At Ten Minutes’ Distance from a «Serious and Long-Lasting Threat Against Norway»

State Secretary Audun Halvorsen of the Norwegian Ministry of Foreign Affairs gave a thorough review of the situation in the High North at the first day of the Kirkenes conference. Photo: Jonas Karlsbakk, the Barents Secretariat

Kirkenes: The feeling of being in the middle of something that is spinning out of control is pressing on in the streets of Kirkenes. Exactly 14.8 kilometers away from the hotel at which I am staying, lies the country that is described as an efficient war machine with the will to have killing weaponry.

For a week and a half, the threat from Russia against the West is emphasized so strongly that the annual Kirkenes Conference’s continued insistence on good neighborly relations appears to be an LP record with a notch.

Kirkenes mayor Rune Rafaelsen, the local rock of Norwegian-Russian cooperation, greeted the conference in his usual way when reminding us that the most important thing is that “people from both sides of the border can meet”.

A series of warnings

Of course he is right. However, the reality is that the elephant has left the glass house. The glass house is a NATO riveted by internal fighting. Russia is the elephant that is no longer cooperating with the West.

The updated description of the good neighborly relationship between Norway and Russia started Monday last week. The Norwegian police security services told us that “the Russian security and intelligence services will represent the biggest challenges”. What Russia does, counterintelligence chief Hanne Blomberg expanded, is to “steal information and affect Norwegian decisions in a direction that serves Russia. They represent a serious and long-term threat against Norway”.

It only got worse when the Foreign Intelligence Services presented its analyses a week later. Lieutenant-General Morten Haga Lunde told us about new Russian weapons that make it possible for “Norway to end up behind Russian lines and with increased capacity this will be hard to prevent”.

As if we did not fully understand the gravity of the situation, Defense Minister Frank Bakke Jenssen followed up with a letter to Stortinget, the Norwegian parliament, in which he stated hat “the armed forces have a limited capacity to shoot down long-distance cruise missiles, and no capacity to shoot down ballistic missiles”.

Perhaps NATO Secretary-General Jens Stoltenberg thought some may have missed the gravity of the situation. Anyhow, he felt the need to literally paint an even bleaker image of the situation:

If you see such a missile coming towards you [long-distance missile, journ.note], you do not know whether it is a conventional weapon or a nuclear one. That causes insecurity and increases the chance of erroneous assessment, misunderstandings and wrongful decisions in a situation under pressure.”

What do they want to tell us?

There is a good ten-minute drive from Kirkenes to the reality described by our most prominent experts. In the conference hall, before the attendees of the Kirkenes Conference, State Secretary Audun Halvorsen of the Norwegian MFA gave one of the most complete political reviews of the High North that I have ever heard.

Which if why he, of course, touched upon security policy challenges in his speech.

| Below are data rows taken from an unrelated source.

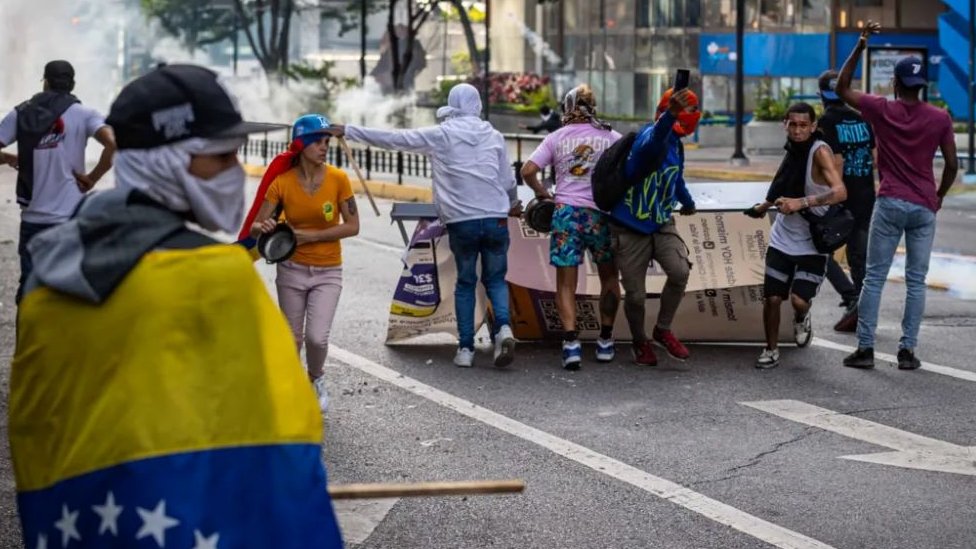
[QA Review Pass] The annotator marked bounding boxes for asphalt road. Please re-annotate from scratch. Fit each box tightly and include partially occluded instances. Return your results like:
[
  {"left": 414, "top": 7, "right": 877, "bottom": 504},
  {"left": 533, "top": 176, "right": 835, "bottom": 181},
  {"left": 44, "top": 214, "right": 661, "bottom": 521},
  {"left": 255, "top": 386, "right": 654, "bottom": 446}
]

“We see Russia continuing to strengthen its military capacity through modernization and development of military capacity. This build-up is particularly strong on the Kola Peninsula, not far from where we stand. We see Russia conducting massive, complex military exercises on land and at sea, and that some of this activity takes place near our neighborhood.”

Sitting in the back row of a conference hall, I try to understand what the official Norway wants to tell us. Because while the gun smoke of security policy analyses still drifts over our heads, the discussion goes on about good neighborly relations, climate, business development, the importance of culture, demographic challenges, Arctic strategies and, in general, “business as usual”.

Requires two parties

It is even hard to focus on the severity of climate changes when the military industry is the strongest-growing industry.

For how are we, as local actors, to stay focused on something as marginal as the electrification of a ferry along the Nordland coastline when the arms industry literally torpedos any reasonable climate account balance?

Marginally, but as important - at least symbolically - is it when the first day of the Kirkenes Conference closes with an award ceremony in the name of Thorvald Stoltenberg. The Stoltenberg Award goes to someone who has promoted international dialogue and contact in the Barents Region. This year, the award went to Barents Press International, a gathering of free and independent journalists who work precisely with spreading knowledge and inviting dialogue across borders in the High North.

The award was well deserved, also because it encourages raising critical questions to both parties in the ongoing military escalation.

For it takes at least two parties to create both good an bad neighborly relations.